Тёма устало закатил глаза. Иногда Таню удавалось подкупить, пообещав шоколадку, но сейчас малявка была настроена решительно. За несколько лет дружбы с Егором Тёма научился разбираться в характере его сестры. Он остановился поодаль, рассеянно роясь в кармане. У малявок свои секретики, у пацанов – свои. Секреты. Если эта плакса не отвяжется, то опять придется отложить… Тёма прислушался. Таня просилась на пятачок. Вот зараза. Зачем только Егор показал сестре их место? Теперь не отобьешься. Тёма тоскливо посмотрел на ограду заброшенной стройки, еле видимую за ольхой и бурьяном. Между этим бетонным забором и густыми кустами они с Егором и устроили убежище. Одним секретом меньше…
Секретики. Тёма нахмурился. Ему не нравилась эта эпидемия, охватившая вдруг малышню. Стекляшки, мусор всякий, в земле роются, грязь… Тёма окинул взглядом двор. Скрипучие ржавые качели, турник, сохнущее на веревках белье, песочница в облезлой голубой краске. Не по погоде тепло одетый старик, вечно торчащий на лавке посреди двора – всегда один, всегда неподвижный и молчаливый. Чахлые островки подорожника и сурепки на вытоптанной торфянистой почве. Вдруг закружилась голова: на миг показалось, что под ногами – ночное небо, полное звезд. Тёма моргнул. Под еще ярким сентябрьским солнцем в темной земле блестели секретики – много, много стеклышек, уложенных на фольгу или фантики, прикрывающих камешки и бусинки, старательно очищенных детскими пальцами. Надо же, сколько их… Тёма вспомнил рыдающую девочку и раздраженно пожал плечами. Хорошо, что у него нет младшей сестры. Нафиг такое счастье… Бедный Егор – говорит, говорит…

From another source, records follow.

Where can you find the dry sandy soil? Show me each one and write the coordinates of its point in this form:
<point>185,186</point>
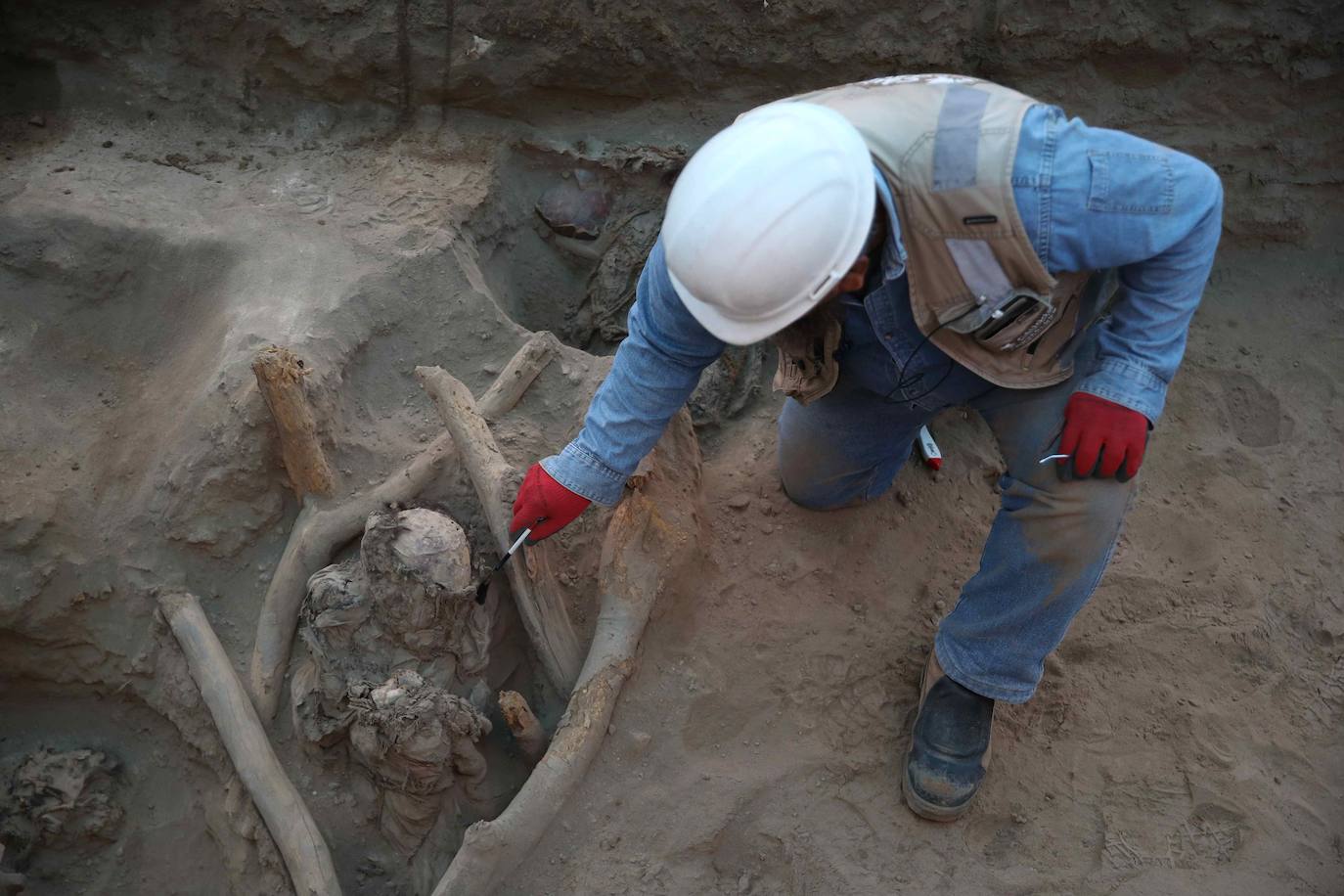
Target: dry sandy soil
<point>356,180</point>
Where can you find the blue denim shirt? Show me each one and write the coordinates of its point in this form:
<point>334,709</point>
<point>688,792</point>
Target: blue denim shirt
<point>1089,199</point>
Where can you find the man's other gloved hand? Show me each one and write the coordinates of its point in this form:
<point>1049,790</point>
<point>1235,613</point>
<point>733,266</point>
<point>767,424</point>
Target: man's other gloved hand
<point>1105,439</point>
<point>543,504</point>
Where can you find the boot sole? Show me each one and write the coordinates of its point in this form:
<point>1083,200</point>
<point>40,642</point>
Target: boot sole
<point>924,809</point>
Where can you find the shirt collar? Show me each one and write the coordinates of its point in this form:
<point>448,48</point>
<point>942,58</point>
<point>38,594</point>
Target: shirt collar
<point>893,250</point>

– Не хочу на пятачок, – вдруг перебила его Таня.
– Чего?! А, – радостно спохватился Егор, – ну так иди поиграй…
Но девчонка уходить не торопилась – наоборот, покрепче взялась за отпущенную было штанину Егора. Тёма проследил за Таниным взглядом. Девочка смотрела на нелепого старика. Он сидел, сгорбившись, тяжело опираясь на трость. Тёма пригляделся и фыркнул: сегодня несуразный дед не обошелся черным пальто – еще и замотал шею мохеровым шарфом. Под теплым солнцем, на фоне еще зеленого ольховника старик выглядел почти зловеще.
– Это холодильный дед, – тихо сказала Таня, прячась за спину Егора. – Он в холодильнике живет, – добавила она шепотом и оглянулась.
– Чепуха, – ответил Егор.
– Я пойду, с Леной поиграю? – спросила Таня. – Ну пожааалуйста!
– Да кто ж тебя держит, – насмешливо фыркнул Тёма.
Глядя вслед убегающей сестре, Егор постучал пальцем по лбу и ухмыльнулся. Приятели переглянулись и со всех ног бросились к зарослям ольхи.
Егор довольно вздохнул. На пятачке он чувствовал себя счастливым и свободным. Ольховник надежно отгораживал от школы, родителей, занудных взрослых. Здесь серый и скучный мир вдруг поворачивался доброй стороной. Даже земля здесь была другая – рыжеватая смесь глины и песка. В тени разросшейся пижмы и полыни солнечный свет дробился на желто-зеленые осколки, прыгал по коленкам сидящий на ящиках мальчишек. Вкусно пахло горькой листвой, деревом и известкой.
– А не засекут? – тревожно спросил Тёма.
– Да кто сюда полезет? – отмахнулся Егор. Посмотрев по сторонам, Тёма вытащил из кармана зажигалку и пачку дешевых сигарет. Нерешительно повертел в руках, с сомнением глядя на прорехи в кустарнике.
– Давай уже, – подтолкнул Егор. Мальчишки неумело закурили, косясь друг на друга с независимым видом. Каждый старался показать, что сигареты ему не в новинку. Оба старались убедить себя, что тошнота и полный рот слюны никак не связаны с дымом, заполнившим легкие.
– Кажется, дед нас засек, – вдруг шепнул Тёма и с облегчением опустил сигарету.
Сквозь завесу листвы мальчишки увидели, как старик поднялся с лавки, и, с трудом передвигая ноги, побрел в их сторону. Он шел очень медленно, и даже издали было видно, как ему тяжело. Казалось, он с усилием раздвигает воздух. Иногда его ноги заплетались, будто дед плохо помнил, как с ними управляться.